A toner for use in the development of electrostatic latent image in electrophotography is prepared by a grinding process which comprises kneading a low melting resin with carbon black, a coloring agent such as dye pigment and a charge controlling agent, and then grinding and classifying the material. The toner prepared by the grinding process normally has an average grain diameter of 8 .mu.m to 12 .mu.m and a grain size distribution of 1 .mu.m to 25 .mu.m. In order to obtain grains having a narrower grain size distribution from this product, an accurate classification process is required. However, this classification process takes much time and gives a reduced yield, drastically raising the manufacturing cost and causing an economic problem. Further, in this kneading and grinding process, it is very difficult to homogeneously disperse additives such as coloring agent and charge controlling agent in the low melting resin. The poor dispersion of additives in individual grains deteriorates the properties of the toner. In particular, this causes uneven chargeability that results in unevenness in image quality or printing properties. Therefore, the relationship of the chargeability of individual grains with image quality, average grain diameter and grain size distribution becomes indefinite. This leads to variation of the properties of the toner from lot to lot, giving a poor reproducibility.
Various approaches have been attempted to eliminate the defects of the grinding process. As the most typical example of such an approach, a polymerization process for the preparation of an electrostatic development toner has been proposed.
An example of the polymerization process for the preparation of a dry toner is an emulsion polymerization process in an organic solvent as disclosed in JP-A-61-273552 and JP-A-61-273553 (The term "JP-A" as used herein means an "unexamined published Japanese patent application"). Both of the two proposals are disadvantageous in that the reaction requires the use of an organic solvent, the grain growth takes much time and the resulting grains have a broad grain size distribution.
An example of suspension polymerization process is disclosed in JP-A-61-22354 and JP-A-61-67039. In either process, as a suspension means there is used a homomixer which utilizes a shearing stress produced by a high speed rotary blade during suspension. This method is useful in shearing a polymerizable monomer as a main component but is poor in the production of grains having a narrow grain size distribution. The resulting product has a broad grain size distribution. This method is also disadvantageous in that it is difficult to homogeneously disperse a pigment and other various additives in the polymerizable monomer.

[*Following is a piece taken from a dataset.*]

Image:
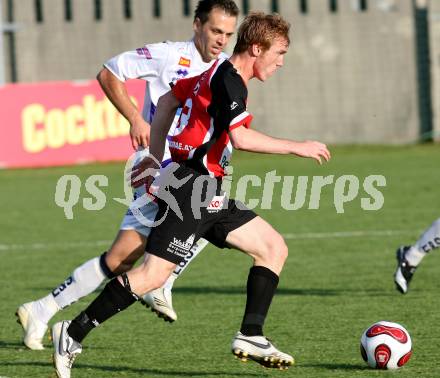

JP-A-63-113561 proposes the production of a dispersion by a high pressure homogenizer adapted to provide grains with a small grain diameter and a narrow grain size distribution and a method which comprises the treatment of a polymerizable monomer in such a dispersion. Referring to the operation mechanism of such a high pressure homogenizer, a pressurized solution to be treated is discharged through a controlled minute gap to a low pressure zone where it is then allowed to collide with an impact member such as impact ring. However, even this method cannot provide a suspension comprising grains having a grain diameter of 5 .mu.m to 16 .mu.m in a proportion of not less than 90%, making it difficult to prepare a product having a narrow grain size distribution with an average grain diameter of 4 .mu.m to 8 .mu.m. Therefore, in order to obtain a product with a small grain diameter and a narrow grain size distribution, a classification process that adds to the manufacturing cost is needed. A known prior art approach for providing a suspension with a smaller grain diameter and a narrower grain size distribution is disclosed in JP-A-5-156555. In this patent, a method is disclosed which comprises the production of a final suspension after pre-suspension. This method can exert an effect of producing a suspension with a smaller grain diameter and a narrower grain size distribution than the prior art suspension process. However, in order to prepare a suspension with a smaller grain diameter and a narrower grain size distribution, this method requires that the number of passes be increased. This causes an extreme increase in the output of finely divided grains. Such a product cannot be practically used as a toner unless these finely divided grains are removed. Thus, this method, too, requires a classification process.